Electrolysis is generally studied in Electrochemistry as a system that contains a vat or electrolytic cell (a container) with a liquid substance or in solution, in which two electrodes are immersed (the cathode or negative pole and the anode or pole positive). Such electrodes are connected to a generator (cell or battery) which, when turned on, conducts electricity from a electrode to another through the liquid, causing oxidation-reduction reactions that transform electrical energy into energy chemistry.
However, when electrolysis is applied in industries, in practice it is not just an electrochemical cell with two electrodes; but rather several huge tanks connected in series, as shown in the opening image.

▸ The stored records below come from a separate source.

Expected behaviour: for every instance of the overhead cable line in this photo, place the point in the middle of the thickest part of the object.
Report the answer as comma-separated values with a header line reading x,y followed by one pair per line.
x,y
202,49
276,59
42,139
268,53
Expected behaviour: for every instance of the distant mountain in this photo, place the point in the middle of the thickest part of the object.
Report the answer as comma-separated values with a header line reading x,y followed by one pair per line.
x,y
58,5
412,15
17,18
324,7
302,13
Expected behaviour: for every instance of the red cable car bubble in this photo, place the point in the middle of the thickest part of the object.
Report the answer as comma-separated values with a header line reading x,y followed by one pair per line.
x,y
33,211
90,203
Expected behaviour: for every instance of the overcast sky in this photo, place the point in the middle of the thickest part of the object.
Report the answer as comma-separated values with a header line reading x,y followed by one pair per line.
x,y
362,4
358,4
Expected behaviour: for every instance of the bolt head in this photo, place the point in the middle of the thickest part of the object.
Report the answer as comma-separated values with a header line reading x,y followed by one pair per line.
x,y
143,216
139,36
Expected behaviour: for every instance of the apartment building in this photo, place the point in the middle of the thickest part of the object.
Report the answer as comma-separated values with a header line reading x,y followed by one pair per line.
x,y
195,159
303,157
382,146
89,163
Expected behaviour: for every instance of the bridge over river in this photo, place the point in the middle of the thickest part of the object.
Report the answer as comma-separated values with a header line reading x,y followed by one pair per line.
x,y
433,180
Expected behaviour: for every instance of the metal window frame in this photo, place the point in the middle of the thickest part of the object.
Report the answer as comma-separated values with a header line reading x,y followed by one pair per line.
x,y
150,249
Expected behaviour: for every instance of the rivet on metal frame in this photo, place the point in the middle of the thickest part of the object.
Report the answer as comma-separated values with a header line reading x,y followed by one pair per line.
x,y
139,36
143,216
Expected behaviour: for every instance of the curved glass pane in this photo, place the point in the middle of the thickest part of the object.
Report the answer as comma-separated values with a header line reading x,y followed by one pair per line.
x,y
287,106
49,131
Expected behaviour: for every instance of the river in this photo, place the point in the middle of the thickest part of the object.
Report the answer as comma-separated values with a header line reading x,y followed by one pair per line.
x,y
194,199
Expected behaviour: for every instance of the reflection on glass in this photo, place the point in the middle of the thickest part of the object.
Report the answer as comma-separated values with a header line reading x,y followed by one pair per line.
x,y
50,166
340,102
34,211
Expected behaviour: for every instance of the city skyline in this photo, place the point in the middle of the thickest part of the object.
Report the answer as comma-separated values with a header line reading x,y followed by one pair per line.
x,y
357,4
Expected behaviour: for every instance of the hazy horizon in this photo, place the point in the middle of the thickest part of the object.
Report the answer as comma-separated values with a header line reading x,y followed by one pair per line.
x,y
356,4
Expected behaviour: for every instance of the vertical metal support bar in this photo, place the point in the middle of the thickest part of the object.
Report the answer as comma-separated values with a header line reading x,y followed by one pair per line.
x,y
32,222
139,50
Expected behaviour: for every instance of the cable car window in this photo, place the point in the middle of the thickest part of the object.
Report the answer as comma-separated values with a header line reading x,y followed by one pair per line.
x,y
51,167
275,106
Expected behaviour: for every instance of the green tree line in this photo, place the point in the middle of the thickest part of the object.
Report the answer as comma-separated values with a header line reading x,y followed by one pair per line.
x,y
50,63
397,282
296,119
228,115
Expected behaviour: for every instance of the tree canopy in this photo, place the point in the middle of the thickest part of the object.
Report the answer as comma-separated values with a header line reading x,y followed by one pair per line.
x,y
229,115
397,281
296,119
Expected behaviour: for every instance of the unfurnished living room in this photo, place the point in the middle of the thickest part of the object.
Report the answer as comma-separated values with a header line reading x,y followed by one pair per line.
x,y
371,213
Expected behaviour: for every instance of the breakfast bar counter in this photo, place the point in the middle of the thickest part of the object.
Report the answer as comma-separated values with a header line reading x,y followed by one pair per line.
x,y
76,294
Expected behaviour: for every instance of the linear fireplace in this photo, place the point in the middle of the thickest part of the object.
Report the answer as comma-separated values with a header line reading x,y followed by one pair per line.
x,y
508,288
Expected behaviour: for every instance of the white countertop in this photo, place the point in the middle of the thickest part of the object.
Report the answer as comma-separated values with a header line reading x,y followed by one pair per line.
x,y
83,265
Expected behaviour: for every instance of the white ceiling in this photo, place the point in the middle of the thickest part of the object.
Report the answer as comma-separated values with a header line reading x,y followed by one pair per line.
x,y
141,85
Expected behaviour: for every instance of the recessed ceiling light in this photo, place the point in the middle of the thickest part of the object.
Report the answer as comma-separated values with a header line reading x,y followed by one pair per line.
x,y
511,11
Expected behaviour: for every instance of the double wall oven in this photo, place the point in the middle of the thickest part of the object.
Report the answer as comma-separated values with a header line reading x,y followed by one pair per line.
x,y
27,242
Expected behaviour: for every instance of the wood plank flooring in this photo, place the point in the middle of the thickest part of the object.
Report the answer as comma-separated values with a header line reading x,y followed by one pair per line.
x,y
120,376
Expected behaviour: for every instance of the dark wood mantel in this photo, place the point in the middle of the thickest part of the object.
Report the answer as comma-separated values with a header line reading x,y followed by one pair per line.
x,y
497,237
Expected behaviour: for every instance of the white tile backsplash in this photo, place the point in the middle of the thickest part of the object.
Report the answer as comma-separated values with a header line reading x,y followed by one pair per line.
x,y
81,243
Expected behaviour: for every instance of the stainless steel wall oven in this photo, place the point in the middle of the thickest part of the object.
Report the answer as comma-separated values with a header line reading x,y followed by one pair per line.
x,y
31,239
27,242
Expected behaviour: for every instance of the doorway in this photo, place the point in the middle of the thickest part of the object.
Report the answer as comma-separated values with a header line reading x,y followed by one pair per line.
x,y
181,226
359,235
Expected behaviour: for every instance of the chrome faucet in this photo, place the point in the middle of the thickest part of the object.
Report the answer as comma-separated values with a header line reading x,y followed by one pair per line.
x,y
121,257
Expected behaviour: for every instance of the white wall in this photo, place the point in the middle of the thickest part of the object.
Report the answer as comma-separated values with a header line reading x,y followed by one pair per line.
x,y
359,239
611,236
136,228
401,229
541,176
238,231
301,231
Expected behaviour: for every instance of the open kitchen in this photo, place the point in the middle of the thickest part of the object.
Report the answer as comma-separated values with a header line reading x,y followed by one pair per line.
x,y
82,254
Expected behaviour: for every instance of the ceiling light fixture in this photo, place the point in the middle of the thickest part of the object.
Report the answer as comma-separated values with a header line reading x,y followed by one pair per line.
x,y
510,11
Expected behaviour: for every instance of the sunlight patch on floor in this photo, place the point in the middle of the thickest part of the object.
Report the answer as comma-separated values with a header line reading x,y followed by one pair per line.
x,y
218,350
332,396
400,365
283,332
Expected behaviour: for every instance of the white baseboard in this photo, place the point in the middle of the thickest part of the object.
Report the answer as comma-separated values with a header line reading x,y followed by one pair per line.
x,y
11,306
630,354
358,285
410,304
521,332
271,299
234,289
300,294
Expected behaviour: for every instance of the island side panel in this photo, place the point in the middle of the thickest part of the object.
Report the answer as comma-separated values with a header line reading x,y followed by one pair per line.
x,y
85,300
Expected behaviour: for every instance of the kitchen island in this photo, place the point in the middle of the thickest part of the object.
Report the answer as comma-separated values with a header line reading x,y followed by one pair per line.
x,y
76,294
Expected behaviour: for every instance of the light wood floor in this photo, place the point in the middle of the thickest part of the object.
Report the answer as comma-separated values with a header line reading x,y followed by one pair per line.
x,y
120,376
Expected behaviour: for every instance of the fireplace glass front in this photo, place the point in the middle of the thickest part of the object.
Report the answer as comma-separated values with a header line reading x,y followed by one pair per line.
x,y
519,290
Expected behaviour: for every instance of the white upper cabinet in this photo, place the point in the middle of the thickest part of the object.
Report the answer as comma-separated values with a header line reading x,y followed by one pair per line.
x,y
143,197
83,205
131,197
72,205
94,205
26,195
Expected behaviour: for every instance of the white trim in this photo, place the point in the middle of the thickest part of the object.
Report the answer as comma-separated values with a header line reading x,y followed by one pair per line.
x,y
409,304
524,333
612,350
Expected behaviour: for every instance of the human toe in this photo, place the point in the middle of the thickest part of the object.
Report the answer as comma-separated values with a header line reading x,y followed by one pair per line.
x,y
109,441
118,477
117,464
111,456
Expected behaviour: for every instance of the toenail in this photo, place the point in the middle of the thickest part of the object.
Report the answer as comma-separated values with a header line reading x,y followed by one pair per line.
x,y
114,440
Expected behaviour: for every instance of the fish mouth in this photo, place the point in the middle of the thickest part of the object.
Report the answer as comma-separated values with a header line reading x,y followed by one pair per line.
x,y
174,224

In addition, only one generator with enough capacity is used to service all these tanks, because if a generator were used for each tank, the economic loss would make production unfeasible industrial.
In the text Quantitative Aspects of Electrolysis it was shown that by means of the electric charge formula (Q = i. t) and through the relation of the Faraday constant (96500 C) with the molar masses of the substances and with the half-reactions balanced cathodic and anodic, it is possible to determine the mass of the substance that has been processed or obtained in a vat electrolytic.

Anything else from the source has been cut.